時が来たとき、奴が自己保身に走り存在し続けようとすれば、容易に世界は瓦解する。
「だが、その一瞬で、奴を倒しきることができるとも限らないだろう!推定されるピーク時の世界強度から考えて、S級の完全変身は出来ないのだぞ!」
「だからこそ、A級1位に働いてもらおうと言っているのだ。ヒエロクックの戦闘力は測りかねているが、彼女であれば問題はない」
「それは都合のいい想像だろう。それに、襲撃して逃げられでもしたらまた大人しくしてくれる保障などないのだぞ!」
「なら、他に案はあるのか?……我々にとれる選択肢はこれ以外にない」
議論を重ねても、結局方法は一つだけ。
言い合いをしたところで、一度きりのチャンスにかけるほかない状況にあった。
そして、ピークまで時間があることが裏目に出たか、先ほどから議論は進展していない。
だが、そこで口を挟む者がいた。
「私に、一つ案があります」
「何?」
スーツの男の言葉にいがみ合っていた男たちが視線をやった。
それに男は動じることもなく、口を開く。
「魔法少女コフィンの運用をするべきかと」
「コフィン?……確か君は天坂支部の岡園くんの口利きでここに居るのだったな。ならば、彼の顔に泥をぬるようなことは慎むべきだ。確かコフィンはA級32位。ヒエロクックの相手にならんよ」
「いえ、コフィンの力量はランキングに収まるものではないかと。実際、委員会ではF級魔法少女が活躍している、なんて噂も」
そんな言葉に、その場の物は秘密混成部隊を頭に浮かべる。
だが、それは公には存在しない物。ピクリと眉を動かすだけにとどめて反論を返した。
「……どちらにしても、その案は却下だ。例え、コフィンを送ったとして碌な戦闘は出来ん。A級の実力あるものであれば、どちらにしても世界強度が障壁となる。君は先ほどまでの会話を聞いてなかったのかね?」
「聞いた上での上申です。魔法少女コフィンは、世界強度に対する問題をクリアできます。彼女の魔法体は極めて少ないエネルギーで構成されています。まるで、生身で戦闘をしていると思われるほどの数値を観測しています。彼女であれば、僅かにでもチャンスを増やせるかと」
配られた資料に目を通しつつ、その驚異的な数値に目をむく。
彼女の変身時に観測されている魔力濃度は極めて低い。
彼女の扱う武器の方が、いや、比較しなくとも本当に男が言う通り生身で戦っていると言われた方が信じられる数値だ。

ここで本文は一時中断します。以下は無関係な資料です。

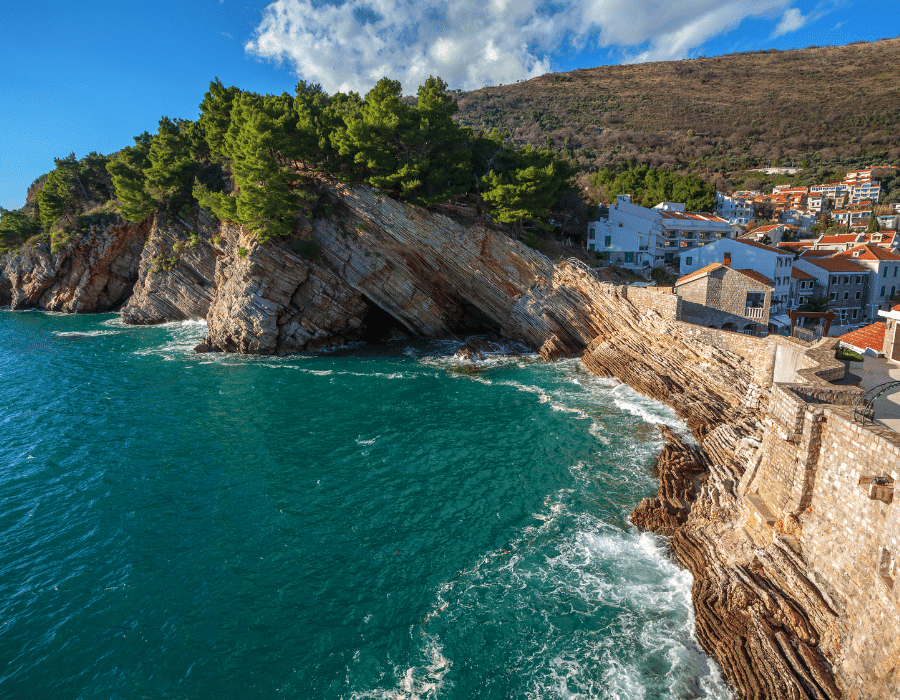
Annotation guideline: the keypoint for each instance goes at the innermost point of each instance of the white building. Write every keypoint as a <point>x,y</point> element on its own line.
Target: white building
<point>744,254</point>
<point>734,208</point>
<point>638,237</point>
<point>884,275</point>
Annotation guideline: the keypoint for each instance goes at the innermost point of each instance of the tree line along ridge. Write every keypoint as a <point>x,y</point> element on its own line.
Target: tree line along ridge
<point>259,161</point>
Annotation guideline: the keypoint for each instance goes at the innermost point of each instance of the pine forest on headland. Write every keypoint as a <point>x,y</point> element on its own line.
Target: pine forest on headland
<point>674,130</point>
<point>259,161</point>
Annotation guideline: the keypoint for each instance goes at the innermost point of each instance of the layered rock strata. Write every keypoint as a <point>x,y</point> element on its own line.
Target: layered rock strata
<point>95,271</point>
<point>176,278</point>
<point>773,491</point>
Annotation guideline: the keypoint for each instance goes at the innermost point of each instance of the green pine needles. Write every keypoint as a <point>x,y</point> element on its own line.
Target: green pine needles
<point>259,161</point>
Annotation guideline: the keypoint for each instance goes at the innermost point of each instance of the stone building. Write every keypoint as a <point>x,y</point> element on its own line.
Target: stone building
<point>743,254</point>
<point>638,237</point>
<point>717,296</point>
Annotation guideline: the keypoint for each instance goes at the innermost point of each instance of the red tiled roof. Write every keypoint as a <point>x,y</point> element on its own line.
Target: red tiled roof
<point>867,251</point>
<point>871,336</point>
<point>696,274</point>
<point>754,275</point>
<point>838,265</point>
<point>840,238</point>
<point>759,245</point>
<point>691,216</point>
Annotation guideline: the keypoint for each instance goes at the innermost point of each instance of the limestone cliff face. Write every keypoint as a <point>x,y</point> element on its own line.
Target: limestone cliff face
<point>756,509</point>
<point>271,300</point>
<point>96,271</point>
<point>176,279</point>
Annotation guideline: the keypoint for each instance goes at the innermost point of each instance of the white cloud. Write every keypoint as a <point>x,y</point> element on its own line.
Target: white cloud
<point>791,21</point>
<point>351,44</point>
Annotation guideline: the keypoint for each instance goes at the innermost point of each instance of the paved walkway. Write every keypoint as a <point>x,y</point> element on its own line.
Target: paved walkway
<point>874,371</point>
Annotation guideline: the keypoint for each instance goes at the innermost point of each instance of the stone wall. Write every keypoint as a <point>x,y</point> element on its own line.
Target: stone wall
<point>666,304</point>
<point>823,486</point>
<point>851,541</point>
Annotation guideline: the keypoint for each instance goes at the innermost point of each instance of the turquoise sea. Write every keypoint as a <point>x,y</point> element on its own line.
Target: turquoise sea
<point>374,522</point>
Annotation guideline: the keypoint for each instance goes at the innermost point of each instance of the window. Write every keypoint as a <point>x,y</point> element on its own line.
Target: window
<point>755,299</point>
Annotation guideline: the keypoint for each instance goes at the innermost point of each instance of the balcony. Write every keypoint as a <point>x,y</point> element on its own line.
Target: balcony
<point>754,312</point>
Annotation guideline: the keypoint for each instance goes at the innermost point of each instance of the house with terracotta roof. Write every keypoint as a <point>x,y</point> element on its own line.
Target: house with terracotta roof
<point>803,287</point>
<point>843,283</point>
<point>736,208</point>
<point>841,241</point>
<point>884,239</point>
<point>883,268</point>
<point>773,232</point>
<point>641,237</point>
<point>868,340</point>
<point>744,254</point>
<point>891,345</point>
<point>718,296</point>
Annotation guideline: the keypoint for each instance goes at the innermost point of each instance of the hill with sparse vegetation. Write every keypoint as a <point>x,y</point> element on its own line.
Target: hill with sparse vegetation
<point>829,107</point>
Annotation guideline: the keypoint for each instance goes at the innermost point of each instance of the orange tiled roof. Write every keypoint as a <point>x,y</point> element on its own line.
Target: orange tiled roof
<point>799,274</point>
<point>755,244</point>
<point>868,251</point>
<point>871,336</point>
<point>696,274</point>
<point>838,265</point>
<point>754,275</point>
<point>840,238</point>
<point>691,216</point>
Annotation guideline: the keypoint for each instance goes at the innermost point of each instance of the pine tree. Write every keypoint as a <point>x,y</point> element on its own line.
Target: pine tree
<point>127,172</point>
<point>172,168</point>
<point>529,188</point>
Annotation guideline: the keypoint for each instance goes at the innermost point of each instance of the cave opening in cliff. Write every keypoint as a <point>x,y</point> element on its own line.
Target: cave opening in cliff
<point>473,321</point>
<point>379,325</point>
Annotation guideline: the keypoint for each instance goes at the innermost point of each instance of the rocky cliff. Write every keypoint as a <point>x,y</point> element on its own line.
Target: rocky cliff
<point>95,271</point>
<point>740,499</point>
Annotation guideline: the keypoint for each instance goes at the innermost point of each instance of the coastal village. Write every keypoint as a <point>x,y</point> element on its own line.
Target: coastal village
<point>768,325</point>
<point>760,261</point>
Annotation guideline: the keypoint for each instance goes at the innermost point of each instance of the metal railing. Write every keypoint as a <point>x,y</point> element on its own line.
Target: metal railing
<point>754,312</point>
<point>864,408</point>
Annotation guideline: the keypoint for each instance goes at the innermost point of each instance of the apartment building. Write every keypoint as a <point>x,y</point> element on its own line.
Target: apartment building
<point>843,282</point>
<point>743,254</point>
<point>883,270</point>
<point>639,237</point>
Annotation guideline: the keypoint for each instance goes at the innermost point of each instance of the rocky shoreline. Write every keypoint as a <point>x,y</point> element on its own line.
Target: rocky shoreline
<point>751,508</point>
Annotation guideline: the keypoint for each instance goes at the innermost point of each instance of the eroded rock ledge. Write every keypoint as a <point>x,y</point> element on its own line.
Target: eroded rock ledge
<point>770,506</point>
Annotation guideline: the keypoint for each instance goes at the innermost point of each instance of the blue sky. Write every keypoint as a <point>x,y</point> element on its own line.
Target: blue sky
<point>88,76</point>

だが、確かに魔法少女コフィンの神出鬼没さを考えれば合点の行く話かもしれない。
本来、街中で変身をすれば、多くの場合検知器に足がつく。
態々、調べなければこちらが把握するところではないが、秘密混成部隊の人間が様々な情報を洗い出そうとして検知器の履歴を探り失敗している。
その情報はこちらにも届いているのだ。
本来なら、魔法少女コフィンも得体のしれない存在だ。
最近では、死神の子の騒動もある。
だが、こちらとて今は藁にもすがりたい状況だ。
最終的に、ヒエロクック・アルカフルール対策会議は魔法少女コフィンの運用を承認した。